At the time I lived in rural Hampshire, in the middle-south of England. We were not far from Portsmouth where most of the invasion fleet set out. I was eight years old, not old enough to fully understand what was going on, but old enough to have clear memories of the events of that time.
I remember the American soldiers coming over to England in the months prior to D-Day. Suddenly appearing one afternoon as I walked home from school, arriving in what seemed to be an endless convoy of army trucks, each full of young men, smiling, waving to us as we waved back.
In the weeks and months that followed that is how I remember the Americans, always smiling, laughing, goofing off, a lot of horse-play and kidding around with each other. At the time they seemed like adults to me, but I now know that most were only 10 or 15 years older than I was.
They were teens or early twenties, goofing around as teens will do. To get it in perspective; if this were today an eight year old would have been born in 2006, many of these young soldiers would have been born in the mid to late 1990s. No age at all, really.
Prior to the arrival of the American Army, roads were pretty much devoid of all motor traffic because of petrol rationing. When the Americans came, there was a constant flow of army trucks, Jeeps, and even Sherman Tanks going up and down the roads.
Soldiers were training, playing war games, in the local fields and woodlands. I saw paratroopers jump from airplanes, and I can still visualize the sky filled with hundreds of descending parachutes. They fired blank rounds during these exercises, and after we would go out colleting brass shell casings.
There was a large US Army camp close by and we would go hang out there at the weekends. The soldiers would give us chewing gum and candy. This was a big deal because sugar was rationed during the war, and we had to make do with 2 oz. of candy a month. I had never seen chewing gum until the Americans came.
Just as suddenly as the Americans appeared, they all disappeared. I came home from school one day around the first week in June 1944 and they were all gone. I went to the army camp that weekend and it was completely empty. It was a surreal experience that I didn’t understand, any more than I understood anything else that went on during that period of my life.

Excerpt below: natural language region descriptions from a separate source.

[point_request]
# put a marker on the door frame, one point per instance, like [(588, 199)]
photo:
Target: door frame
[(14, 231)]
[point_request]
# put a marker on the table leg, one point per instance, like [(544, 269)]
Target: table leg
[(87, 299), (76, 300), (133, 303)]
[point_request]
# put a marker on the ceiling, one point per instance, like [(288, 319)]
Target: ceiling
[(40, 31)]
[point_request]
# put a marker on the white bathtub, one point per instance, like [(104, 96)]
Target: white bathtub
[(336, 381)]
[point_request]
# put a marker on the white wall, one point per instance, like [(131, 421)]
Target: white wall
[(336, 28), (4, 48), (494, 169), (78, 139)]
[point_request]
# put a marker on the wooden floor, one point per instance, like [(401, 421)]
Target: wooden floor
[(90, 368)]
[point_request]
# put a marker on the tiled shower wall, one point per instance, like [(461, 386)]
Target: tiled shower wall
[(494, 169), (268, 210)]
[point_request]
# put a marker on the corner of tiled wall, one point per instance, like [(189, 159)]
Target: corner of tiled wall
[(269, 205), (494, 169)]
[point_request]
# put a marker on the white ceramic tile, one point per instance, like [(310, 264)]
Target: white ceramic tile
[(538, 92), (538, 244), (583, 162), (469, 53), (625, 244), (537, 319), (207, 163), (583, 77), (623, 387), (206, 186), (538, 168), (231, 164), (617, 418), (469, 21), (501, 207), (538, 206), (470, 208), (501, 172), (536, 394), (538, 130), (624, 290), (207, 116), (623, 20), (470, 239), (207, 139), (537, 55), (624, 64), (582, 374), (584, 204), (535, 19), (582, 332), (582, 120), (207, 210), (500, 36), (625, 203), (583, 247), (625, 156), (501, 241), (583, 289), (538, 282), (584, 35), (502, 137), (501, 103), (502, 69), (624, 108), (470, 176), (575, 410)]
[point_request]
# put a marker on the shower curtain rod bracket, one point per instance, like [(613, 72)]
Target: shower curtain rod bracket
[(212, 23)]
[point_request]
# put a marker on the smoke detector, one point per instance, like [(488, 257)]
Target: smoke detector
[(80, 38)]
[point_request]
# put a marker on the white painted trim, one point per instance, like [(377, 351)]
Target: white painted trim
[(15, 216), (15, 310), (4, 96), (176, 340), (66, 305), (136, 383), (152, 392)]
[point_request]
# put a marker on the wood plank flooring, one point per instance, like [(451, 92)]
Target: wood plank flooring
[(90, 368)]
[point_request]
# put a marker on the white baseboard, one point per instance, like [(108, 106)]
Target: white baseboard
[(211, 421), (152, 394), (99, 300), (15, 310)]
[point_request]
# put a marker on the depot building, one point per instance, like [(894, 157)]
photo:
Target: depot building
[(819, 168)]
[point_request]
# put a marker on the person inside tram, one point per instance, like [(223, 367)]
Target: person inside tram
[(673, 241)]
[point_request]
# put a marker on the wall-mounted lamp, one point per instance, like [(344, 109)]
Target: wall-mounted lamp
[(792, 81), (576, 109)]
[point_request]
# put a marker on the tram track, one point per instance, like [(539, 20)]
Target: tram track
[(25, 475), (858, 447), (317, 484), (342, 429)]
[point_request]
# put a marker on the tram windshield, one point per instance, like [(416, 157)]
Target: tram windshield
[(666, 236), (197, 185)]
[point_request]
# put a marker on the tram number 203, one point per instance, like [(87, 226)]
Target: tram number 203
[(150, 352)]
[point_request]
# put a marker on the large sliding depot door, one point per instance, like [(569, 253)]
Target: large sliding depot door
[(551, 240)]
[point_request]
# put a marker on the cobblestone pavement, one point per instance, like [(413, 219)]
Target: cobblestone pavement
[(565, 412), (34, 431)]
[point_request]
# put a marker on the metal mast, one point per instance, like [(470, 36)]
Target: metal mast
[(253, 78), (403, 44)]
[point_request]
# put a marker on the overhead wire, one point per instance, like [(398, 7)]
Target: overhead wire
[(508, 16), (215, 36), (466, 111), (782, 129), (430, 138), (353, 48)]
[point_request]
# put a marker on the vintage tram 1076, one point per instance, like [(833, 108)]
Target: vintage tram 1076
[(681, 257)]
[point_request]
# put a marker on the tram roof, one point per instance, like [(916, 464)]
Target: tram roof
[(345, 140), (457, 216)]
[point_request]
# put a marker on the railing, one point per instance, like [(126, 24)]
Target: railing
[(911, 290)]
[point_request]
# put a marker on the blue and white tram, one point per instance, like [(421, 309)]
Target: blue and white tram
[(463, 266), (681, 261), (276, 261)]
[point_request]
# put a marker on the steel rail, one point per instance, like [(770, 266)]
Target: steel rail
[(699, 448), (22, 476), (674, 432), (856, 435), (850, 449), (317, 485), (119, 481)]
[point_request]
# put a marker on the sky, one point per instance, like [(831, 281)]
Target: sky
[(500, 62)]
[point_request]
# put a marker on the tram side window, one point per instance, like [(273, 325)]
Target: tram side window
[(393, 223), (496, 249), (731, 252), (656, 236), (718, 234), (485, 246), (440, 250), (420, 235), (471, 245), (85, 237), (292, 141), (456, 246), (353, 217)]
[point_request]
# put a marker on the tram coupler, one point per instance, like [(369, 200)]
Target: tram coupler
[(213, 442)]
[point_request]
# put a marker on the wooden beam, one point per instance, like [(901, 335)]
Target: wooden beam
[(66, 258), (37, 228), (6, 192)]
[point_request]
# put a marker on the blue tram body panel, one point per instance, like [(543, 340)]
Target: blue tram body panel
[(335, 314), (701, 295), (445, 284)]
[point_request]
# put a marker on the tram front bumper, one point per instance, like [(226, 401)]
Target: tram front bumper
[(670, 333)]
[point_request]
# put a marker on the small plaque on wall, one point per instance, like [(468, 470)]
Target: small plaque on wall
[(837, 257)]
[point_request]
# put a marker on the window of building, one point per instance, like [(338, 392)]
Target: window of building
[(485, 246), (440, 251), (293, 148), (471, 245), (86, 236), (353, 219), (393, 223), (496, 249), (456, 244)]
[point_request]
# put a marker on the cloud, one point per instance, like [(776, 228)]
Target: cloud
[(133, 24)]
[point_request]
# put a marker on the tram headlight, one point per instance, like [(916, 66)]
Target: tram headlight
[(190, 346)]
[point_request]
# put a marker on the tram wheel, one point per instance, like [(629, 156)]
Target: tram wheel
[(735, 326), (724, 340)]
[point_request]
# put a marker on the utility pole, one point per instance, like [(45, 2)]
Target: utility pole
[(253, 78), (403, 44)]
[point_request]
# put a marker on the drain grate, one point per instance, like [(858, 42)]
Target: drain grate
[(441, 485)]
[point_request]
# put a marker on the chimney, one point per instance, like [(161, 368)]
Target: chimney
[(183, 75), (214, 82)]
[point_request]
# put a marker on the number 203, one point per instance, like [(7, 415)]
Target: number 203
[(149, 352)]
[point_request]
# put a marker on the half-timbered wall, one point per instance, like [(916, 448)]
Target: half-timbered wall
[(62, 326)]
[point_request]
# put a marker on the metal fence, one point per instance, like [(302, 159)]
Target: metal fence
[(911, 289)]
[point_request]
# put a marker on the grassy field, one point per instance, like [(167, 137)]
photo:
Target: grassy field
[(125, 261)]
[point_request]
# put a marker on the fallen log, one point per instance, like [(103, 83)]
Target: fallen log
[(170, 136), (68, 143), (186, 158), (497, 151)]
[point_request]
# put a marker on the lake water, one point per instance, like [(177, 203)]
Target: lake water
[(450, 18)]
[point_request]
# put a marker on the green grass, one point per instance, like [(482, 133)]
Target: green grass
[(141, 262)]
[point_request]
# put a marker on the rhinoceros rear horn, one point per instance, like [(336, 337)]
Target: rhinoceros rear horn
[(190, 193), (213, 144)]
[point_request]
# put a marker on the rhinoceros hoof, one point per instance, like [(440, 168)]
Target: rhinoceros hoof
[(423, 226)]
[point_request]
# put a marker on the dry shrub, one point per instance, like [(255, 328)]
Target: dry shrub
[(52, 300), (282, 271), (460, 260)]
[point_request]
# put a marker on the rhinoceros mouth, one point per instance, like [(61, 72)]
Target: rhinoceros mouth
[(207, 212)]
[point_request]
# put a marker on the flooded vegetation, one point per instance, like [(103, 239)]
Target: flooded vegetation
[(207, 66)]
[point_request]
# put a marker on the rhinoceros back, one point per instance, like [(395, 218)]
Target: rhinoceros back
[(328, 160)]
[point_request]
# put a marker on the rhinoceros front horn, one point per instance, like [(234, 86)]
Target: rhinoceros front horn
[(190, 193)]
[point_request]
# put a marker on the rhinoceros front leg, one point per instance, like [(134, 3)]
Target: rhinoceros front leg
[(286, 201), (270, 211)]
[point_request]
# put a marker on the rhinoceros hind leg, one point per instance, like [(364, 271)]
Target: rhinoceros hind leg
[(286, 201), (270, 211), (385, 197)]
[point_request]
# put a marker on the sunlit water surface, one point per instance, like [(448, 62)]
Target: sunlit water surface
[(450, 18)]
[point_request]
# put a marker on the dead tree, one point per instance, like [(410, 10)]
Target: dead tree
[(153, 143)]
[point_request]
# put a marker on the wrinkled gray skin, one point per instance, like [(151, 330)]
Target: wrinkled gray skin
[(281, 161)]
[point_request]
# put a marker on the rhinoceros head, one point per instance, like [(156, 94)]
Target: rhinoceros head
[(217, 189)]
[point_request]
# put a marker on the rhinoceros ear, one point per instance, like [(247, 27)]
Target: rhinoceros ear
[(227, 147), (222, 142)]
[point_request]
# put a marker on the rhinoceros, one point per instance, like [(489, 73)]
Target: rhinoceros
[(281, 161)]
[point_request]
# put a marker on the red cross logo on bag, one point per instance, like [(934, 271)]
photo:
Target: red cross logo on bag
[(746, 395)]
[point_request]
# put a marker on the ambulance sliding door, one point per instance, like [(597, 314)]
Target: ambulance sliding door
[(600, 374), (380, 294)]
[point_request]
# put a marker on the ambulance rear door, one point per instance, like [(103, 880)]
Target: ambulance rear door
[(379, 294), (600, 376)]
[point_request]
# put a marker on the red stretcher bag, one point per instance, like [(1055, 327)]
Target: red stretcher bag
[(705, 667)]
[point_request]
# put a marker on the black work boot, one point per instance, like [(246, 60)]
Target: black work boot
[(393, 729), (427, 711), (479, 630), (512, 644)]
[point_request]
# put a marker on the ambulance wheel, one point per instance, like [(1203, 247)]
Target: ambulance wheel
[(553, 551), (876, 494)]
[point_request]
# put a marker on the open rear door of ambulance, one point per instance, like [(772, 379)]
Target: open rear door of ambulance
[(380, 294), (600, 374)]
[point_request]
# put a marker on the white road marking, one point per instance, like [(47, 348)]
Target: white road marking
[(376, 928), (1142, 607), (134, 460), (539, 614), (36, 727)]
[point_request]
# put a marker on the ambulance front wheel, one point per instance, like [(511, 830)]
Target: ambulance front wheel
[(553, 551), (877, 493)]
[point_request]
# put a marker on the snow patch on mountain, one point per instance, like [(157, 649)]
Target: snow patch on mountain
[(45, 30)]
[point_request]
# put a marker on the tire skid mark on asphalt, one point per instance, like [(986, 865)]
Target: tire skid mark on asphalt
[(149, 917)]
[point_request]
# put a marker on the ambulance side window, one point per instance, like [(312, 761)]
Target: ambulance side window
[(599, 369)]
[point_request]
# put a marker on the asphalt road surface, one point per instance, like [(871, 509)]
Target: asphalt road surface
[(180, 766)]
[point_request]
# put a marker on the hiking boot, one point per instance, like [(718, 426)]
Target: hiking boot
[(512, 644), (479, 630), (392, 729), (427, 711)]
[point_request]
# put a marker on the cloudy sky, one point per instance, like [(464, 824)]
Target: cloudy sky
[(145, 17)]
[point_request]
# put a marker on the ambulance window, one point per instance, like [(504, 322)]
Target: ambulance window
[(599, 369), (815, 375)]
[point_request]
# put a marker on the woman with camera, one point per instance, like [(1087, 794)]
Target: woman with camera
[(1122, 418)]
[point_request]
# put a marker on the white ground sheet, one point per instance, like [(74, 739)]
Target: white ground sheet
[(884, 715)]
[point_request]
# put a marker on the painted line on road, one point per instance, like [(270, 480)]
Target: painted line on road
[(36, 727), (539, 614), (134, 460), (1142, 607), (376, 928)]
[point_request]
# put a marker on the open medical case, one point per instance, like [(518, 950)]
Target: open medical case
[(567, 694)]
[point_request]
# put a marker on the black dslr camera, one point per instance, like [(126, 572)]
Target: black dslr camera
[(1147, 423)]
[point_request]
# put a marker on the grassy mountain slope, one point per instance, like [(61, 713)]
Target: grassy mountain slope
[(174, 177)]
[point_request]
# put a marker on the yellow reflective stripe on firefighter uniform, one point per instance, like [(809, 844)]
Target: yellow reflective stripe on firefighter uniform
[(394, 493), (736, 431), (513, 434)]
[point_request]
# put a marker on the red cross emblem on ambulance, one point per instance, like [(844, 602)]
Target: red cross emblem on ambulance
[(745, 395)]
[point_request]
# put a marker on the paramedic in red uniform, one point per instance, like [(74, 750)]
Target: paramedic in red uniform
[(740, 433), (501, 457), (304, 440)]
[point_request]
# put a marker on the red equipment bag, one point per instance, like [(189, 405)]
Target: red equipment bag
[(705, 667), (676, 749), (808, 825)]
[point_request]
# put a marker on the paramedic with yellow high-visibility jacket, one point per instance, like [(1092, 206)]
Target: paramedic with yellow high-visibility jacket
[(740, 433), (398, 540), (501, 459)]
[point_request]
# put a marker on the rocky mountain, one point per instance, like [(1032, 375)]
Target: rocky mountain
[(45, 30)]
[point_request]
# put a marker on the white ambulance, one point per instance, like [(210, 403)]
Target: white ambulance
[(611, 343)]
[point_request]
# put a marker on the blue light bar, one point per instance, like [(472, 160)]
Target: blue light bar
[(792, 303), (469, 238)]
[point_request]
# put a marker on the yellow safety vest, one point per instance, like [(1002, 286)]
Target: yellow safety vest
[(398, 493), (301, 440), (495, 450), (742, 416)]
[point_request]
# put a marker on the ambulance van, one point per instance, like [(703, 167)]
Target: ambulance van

It wasn’t until ten or so years later when I became a young adult myself did I realize what had happened. To an eight year old it was all a game, an experience, and those young men with their happy, smiling faces never led me to believe it was anything else. But after they left and things got serious, they died in their thousands on the Beaches of Normandy, and others in the months that followed.
It had a profound effect on me. Because today I still see the happy faces of those young American soldiers. I will never forget the sacrifice they made; a sacrifice not of their choosing. But one they made none the less so I would never have to do the same.